Poor absorption across the gastrointestinal barrier and extensive degradation by proteolytic enzymes interfere with the oral administration of therapeutic peptides. In 2019, an oral tablet form of semaglutide (a glucagon-like peptide-1 (GLP-1) analog, i.e., a GLP-1 receptor agonist) has been approved by the FDA, EMA, and others for the treatment of type 2 diabetes. This GLP-1 receptor agonist is a prescription medication used not only for the treatment of type 2 diabetes in adults, but also for chronic weight management in adults with obesity. Importantly, the approved tablet formulation is taken in the morning under fasting conditions with an interval of 30 minutes prior to food/liquid intake.
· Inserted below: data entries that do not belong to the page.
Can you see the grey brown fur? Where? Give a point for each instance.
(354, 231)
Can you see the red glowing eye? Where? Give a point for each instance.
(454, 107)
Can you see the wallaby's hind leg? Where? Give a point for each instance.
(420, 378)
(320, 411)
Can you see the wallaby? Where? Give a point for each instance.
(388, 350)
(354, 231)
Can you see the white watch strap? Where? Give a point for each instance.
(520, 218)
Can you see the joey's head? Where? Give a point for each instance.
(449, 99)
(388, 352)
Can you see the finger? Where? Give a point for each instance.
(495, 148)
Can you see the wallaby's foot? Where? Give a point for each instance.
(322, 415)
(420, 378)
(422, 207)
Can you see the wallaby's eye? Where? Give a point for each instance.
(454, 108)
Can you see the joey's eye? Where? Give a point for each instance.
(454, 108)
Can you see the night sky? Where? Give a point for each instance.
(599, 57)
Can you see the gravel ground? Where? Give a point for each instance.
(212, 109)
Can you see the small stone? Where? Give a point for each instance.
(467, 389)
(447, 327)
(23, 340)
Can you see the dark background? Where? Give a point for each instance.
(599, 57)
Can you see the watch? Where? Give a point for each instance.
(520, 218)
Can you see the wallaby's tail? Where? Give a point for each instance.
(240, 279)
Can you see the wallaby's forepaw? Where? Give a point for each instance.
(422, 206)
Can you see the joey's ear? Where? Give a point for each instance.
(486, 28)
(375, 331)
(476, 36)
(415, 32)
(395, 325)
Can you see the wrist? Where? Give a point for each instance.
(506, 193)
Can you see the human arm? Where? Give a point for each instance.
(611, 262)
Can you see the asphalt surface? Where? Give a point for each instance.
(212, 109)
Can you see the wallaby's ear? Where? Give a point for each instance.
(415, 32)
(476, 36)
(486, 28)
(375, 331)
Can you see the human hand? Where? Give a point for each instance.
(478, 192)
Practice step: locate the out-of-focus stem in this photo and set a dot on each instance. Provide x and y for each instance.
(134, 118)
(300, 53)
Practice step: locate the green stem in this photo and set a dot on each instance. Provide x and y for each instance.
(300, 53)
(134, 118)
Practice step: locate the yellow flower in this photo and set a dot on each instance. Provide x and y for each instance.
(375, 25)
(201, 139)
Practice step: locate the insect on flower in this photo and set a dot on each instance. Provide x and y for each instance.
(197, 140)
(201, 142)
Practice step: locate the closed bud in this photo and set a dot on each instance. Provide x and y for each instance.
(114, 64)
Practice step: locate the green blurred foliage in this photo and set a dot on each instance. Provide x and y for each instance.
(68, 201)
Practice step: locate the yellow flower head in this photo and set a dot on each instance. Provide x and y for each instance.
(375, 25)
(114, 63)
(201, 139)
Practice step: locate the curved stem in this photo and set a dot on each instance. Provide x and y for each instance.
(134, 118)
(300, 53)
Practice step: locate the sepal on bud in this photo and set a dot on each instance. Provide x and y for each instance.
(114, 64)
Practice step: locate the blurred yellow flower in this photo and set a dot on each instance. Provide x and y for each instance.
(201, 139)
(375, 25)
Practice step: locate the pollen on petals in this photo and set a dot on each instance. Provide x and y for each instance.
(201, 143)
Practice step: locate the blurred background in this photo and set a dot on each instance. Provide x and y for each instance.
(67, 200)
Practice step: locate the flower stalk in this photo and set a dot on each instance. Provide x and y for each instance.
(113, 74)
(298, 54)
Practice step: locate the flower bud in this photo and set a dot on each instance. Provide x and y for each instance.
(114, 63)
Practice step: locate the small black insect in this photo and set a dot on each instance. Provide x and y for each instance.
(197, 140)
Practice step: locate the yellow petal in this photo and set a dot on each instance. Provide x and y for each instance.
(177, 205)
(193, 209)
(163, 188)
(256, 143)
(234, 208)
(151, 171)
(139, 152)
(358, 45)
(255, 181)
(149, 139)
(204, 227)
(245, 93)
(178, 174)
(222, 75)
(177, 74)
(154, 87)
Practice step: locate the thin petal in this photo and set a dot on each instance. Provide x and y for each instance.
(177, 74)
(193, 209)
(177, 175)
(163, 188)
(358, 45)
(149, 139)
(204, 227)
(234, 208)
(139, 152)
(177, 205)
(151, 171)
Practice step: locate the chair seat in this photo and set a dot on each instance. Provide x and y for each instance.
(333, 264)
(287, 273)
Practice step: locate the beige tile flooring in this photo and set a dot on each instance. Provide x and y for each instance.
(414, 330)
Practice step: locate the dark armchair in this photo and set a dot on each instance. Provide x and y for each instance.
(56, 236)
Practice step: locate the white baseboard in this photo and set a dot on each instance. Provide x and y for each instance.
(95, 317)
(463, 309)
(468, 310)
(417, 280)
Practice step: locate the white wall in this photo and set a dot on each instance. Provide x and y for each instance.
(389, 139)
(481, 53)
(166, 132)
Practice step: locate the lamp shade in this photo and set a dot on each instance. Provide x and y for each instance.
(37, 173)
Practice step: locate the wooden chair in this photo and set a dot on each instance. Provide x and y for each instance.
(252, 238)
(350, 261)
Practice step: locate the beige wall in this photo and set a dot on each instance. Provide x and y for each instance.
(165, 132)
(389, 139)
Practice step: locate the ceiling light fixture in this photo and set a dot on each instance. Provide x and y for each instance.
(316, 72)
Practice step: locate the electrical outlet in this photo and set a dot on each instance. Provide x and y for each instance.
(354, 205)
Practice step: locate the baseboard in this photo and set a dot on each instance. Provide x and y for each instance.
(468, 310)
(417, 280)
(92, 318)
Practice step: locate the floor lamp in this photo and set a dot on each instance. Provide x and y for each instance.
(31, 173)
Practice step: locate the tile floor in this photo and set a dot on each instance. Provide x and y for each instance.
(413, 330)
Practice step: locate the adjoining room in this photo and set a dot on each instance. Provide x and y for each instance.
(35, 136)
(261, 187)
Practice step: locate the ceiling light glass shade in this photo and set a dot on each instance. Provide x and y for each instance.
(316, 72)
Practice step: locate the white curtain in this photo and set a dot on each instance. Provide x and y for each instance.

Typically, there are several major issues relevant for virtually all of absorption/permeation enhancers. The first and the most important issue is the large intra-subject variability in the efficacy of delivery. Second issue is the requirement for high dosing frequency. Third issue is the large ratio of absorption enhancer carrier to active pharmaceutical ingredient (API, i.e., semaglutide in this case).
For instance, Novo Nordisk currently uses the N-[8-(2-hydroxybenzoyl) aminocaprylate] (SNAC or salcaprozate sodium) as the absorption enhancer, which serves as a carrier for oral delivery of semaglutide, a glucagon-like peptide-1 (GLP-1) analog. Remarkably, Novo Nordisk eliminated the large intra-subject variability in the efficacy of semaglutide delivery (the first issue mentioned above). To achieve this, two important requirements were fulfilled: (i) the GLP-1 analog, semaglutide, with a long half-life was developed; (ii) SNAC absorption enhancer-mediated delivery system was selected . In addition, Novo Nordisk’s researchers found that a subject fasting state is required before and after taking the first-of-its-kind oral semaglutide medicine (Rybelsus®). If all of the above mentioned requirements are met, then there is no large intra-subject variability in the efficacy of oral semaglutide and this was convincingly demonstrated.
The subject of the current Solution is the elimination of the fasting condition requirement as well as potential sourcing for a more efficient oral delivery technology that can be applied to GLP-1 agonist and GLP-1/GIP co-agonist compounds in man.